Majdi Ismail
04 Février 2021•Mise à jour: 04 Février 2021
AA/ Beyrouth
L'organisation des Nations Unies (ONU) a exigé, jeudi, l’ouverture d’une enquête transparente sur l'assassinat du militant chiite et opposant farouche au Mouvement du Hezbollah, Lokman Slim, et la poursuite judiciaire de tous les responsables de ce crime.
L’adjointe du Coordinateur spécial des Nations Unies pour le Liban, Najat Rushdie, a déclaré dans un communiqué que « le meurtre de Lokman Slim, l’intellectuel courageux et engagé, constitue une perte pour tout le peuple libanais ».
Rushdie a souligné l’impératif de diligenter une enquête et d’entamer des poursuites judiciaires complètes, rapides et transparentes, afin d’appliquer la loi sur tous les responsables de cet acte « odieux ».
Elle a exprimé «le choc et la tristesse» face à l'assassinat de Slim qui, selon elle, «défendait la liberté d'expression et d'opinion».
Et la responsable d’ajouter que « le peuple libanais mérite une justice indépendante et efficace pour atteindre les résultats escomptés avec la rapidité requise, garantir le jugement des responsables du crime et mettre un terme à l’impunité qui prévaut au Liban ».
Plus tôt dans la journée de jeudi, Lokman Slim a été retrouvé mort dans sa voiture dans le village al-Adoussia, au Liban-Sud.
L'agence de presse libanaise (NNA, Officiel) a déclaré que le cadavre du militant avait été criblé de cinq balles, 4 au niveau de la tête et une dans le dos, alors que les enquêtes se poursuivent pour faire la lumière sur les circonstances du crime.
Slim, 58 ans, est un militant de premier plan et l'un des opposants les plus farouches au Hezbollah chiite pro-iranien, organisation politique puissante, très influente et omniprésente au Liban-Sud.
L'assassinat survient quelques heures après la disparition de Slim, à son retour d’une visite effectuée à la maison de son ami dans un village du Liban-Sud, selon un post publié par sa sœur Rasha Slim, sur son compte Facebook.
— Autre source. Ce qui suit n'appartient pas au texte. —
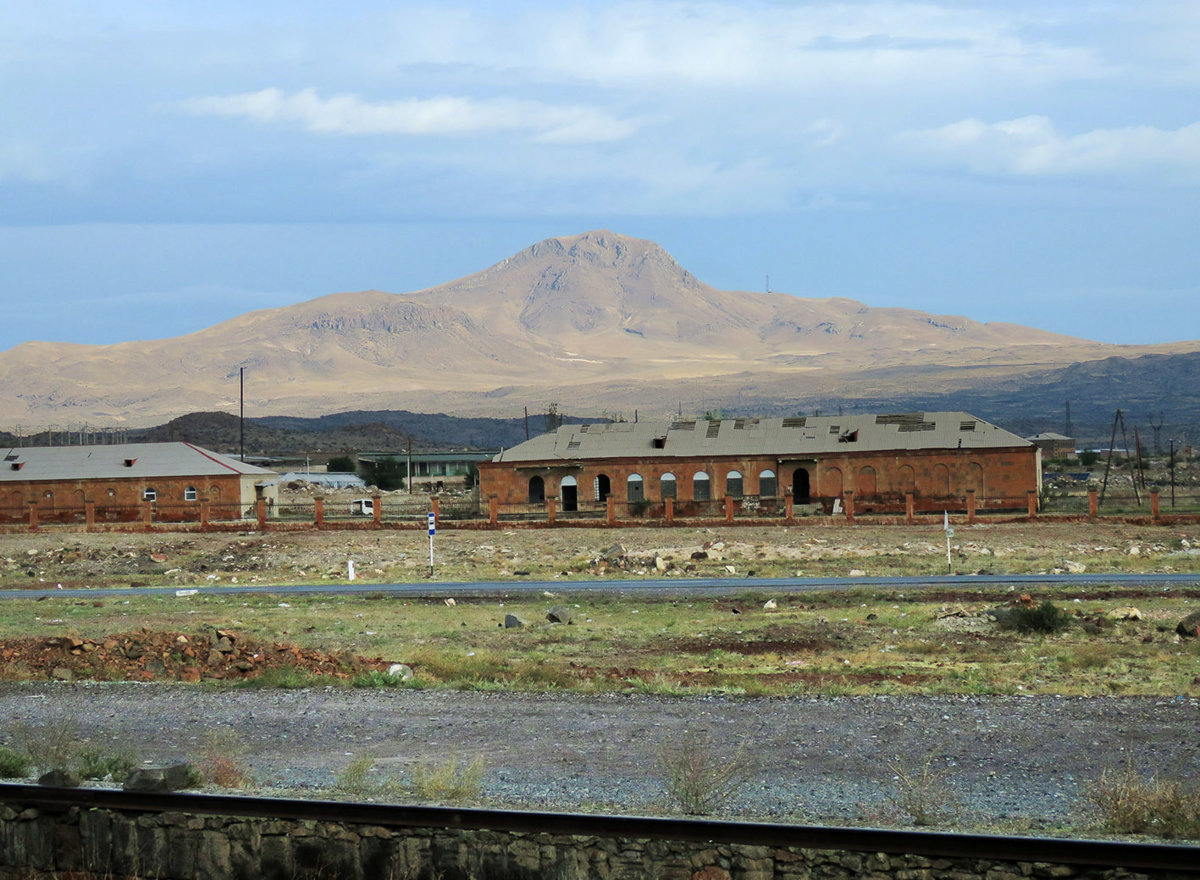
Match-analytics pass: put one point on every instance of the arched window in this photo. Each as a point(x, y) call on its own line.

Le défunt avait fait l'objet auparavant de plusieurs campagnes dans lesquelles il était accusé de trahison par des partisans du Hezbollah et de son allié le « Mouvement Amal ».
Lesdits partisans n’ont pas hésité, l'année dernière, à s’infiltrer dans son jardin, pour lui laisser une lettre de menace, avec des balles et un silencieux.
À cette époque, Slim avait publié un communiqué dans lequel il imputait la responsabilité de toute attaque contre sa personne, au Hezbollah dirigé par Hassan Nasrallah et au « Mouvement Amal » sous la direction du président du Parlement libanais, Nabih Berri.
Aujourd'hui, plusieurs villes libanaises, dont Beyrouth, Tripoli, Sidon et Zahlé, ont été le théâtre de manifestations condamnant l'assassinat de Lokman Slim, rapporte le correspondant de l'Agence Anadolu.